Big City as Far as the Eye Can See
While Chicago is bordered by Lake Michigan, there’s minimal beach access or activities nearby. If you want to see an ocean (or even mountains), you can expect to drive for at least a day or two before reaching one or the other.
Chicago’s High Tax Rates are a Weakness
With the fourth-highest sales and income tax percentages in the United States, people in Chicago pay an average of 11% for their taxes. So while the overall cost of living is fairly good, much of this is balanced in the other direction by high tax rates.

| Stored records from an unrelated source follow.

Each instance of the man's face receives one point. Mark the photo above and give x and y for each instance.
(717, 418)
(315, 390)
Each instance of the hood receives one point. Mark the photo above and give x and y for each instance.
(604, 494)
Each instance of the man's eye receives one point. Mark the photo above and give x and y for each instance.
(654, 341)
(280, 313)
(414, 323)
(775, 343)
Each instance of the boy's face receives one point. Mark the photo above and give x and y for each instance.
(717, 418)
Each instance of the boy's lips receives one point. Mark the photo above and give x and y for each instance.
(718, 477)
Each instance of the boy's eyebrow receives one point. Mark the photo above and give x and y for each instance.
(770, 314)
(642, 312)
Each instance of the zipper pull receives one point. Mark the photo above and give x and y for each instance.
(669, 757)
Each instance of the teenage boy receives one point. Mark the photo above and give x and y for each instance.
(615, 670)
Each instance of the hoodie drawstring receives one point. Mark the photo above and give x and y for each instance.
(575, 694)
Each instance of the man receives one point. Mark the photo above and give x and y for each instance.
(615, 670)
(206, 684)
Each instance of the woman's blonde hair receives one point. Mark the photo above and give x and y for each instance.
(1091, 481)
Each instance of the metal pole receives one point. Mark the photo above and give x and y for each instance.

The Cost of Living in Boston vs. Chicago
According to Numbeo, most factors within the Boston vs. Chicago cost of living index show there is a significant difference between the two cities.

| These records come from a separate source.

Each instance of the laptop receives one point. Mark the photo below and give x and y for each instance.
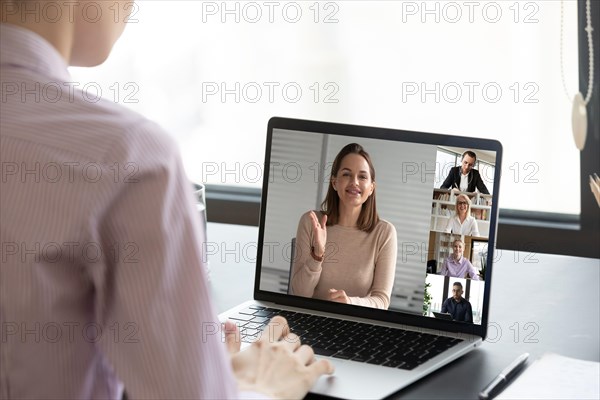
(388, 336)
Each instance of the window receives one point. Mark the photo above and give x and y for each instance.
(488, 69)
(213, 73)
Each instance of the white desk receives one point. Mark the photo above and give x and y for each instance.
(540, 303)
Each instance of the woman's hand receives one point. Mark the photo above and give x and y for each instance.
(339, 296)
(319, 233)
(276, 364)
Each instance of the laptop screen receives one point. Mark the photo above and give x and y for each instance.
(410, 222)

- Housing Market in Boston is 162% higher than in Chicago
- Rent Prices in Boston are 27.47% higher than in Chicago
- Restaurant Prices in Boston are 6.38% higher than in Chicago
- Groceries Prices in Boston are 5.26% higher than in Chicago
- A gallon of milk is $0.30 less in Chicago
- A loaf of bread is $0.07 less in Chicago
- A pound of rice is $0.12 less in Boston
- A dozen eggs are $0.29 less in Chicago
To compensate for the higher cost of living, people in Boston do have a higher median household income of $71,834, compared to Chicago which is $57,238.
Additional Things to Consider Between Boston vs. Chicago
You’ll find a major difference between the geographic size as well as the Boston vs. Chicago population. Boston is home to 695,926 people within 90 square miles, adding up to about 7,732 people per square mile. While Chicago houses a massive population of 2.71 million across 234 square miles, meaning there are a staggering 11,581 people per square mile.

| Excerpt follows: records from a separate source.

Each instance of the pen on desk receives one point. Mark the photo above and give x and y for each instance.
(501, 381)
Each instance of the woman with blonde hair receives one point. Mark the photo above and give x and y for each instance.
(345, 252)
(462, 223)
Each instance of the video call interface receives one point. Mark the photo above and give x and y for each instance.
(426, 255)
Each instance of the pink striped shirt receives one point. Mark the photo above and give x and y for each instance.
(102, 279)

As you can see, one of the main benefits of moving to Boston, MA is that it’s far less crowded than Chicago.
A review of the strengths and weaknesses between Boston and Chicago will eventually lead you to their crime statistics. While neither city is ranked among the safest cities in their own states, Boston neighborhoods have a much lower crime rate than Chicago.
Boston has noticeably lower rates in everything from violent crime to property crimes such as burglary and motor vehicle theft.
Wondering about the difference between the Boston vs. Chicago climate? When it comes to average temperatures, the two cities are nearly identical with summer temps between the mid-60s to the low 80s and winters between the low 20s and mid-30s.
And while both cities also see an average of 200-205 sunny days per year, Boston does tend to experience about 12 inches more annual rain and snow.
Boston vs. Chicago: Where Are You Moving?
Now that you know the pros and cons between Boston and Chicago, which one sounds like the right place for you? Even though both of them have their own positives and negatives, one of them is sure to be a good fit.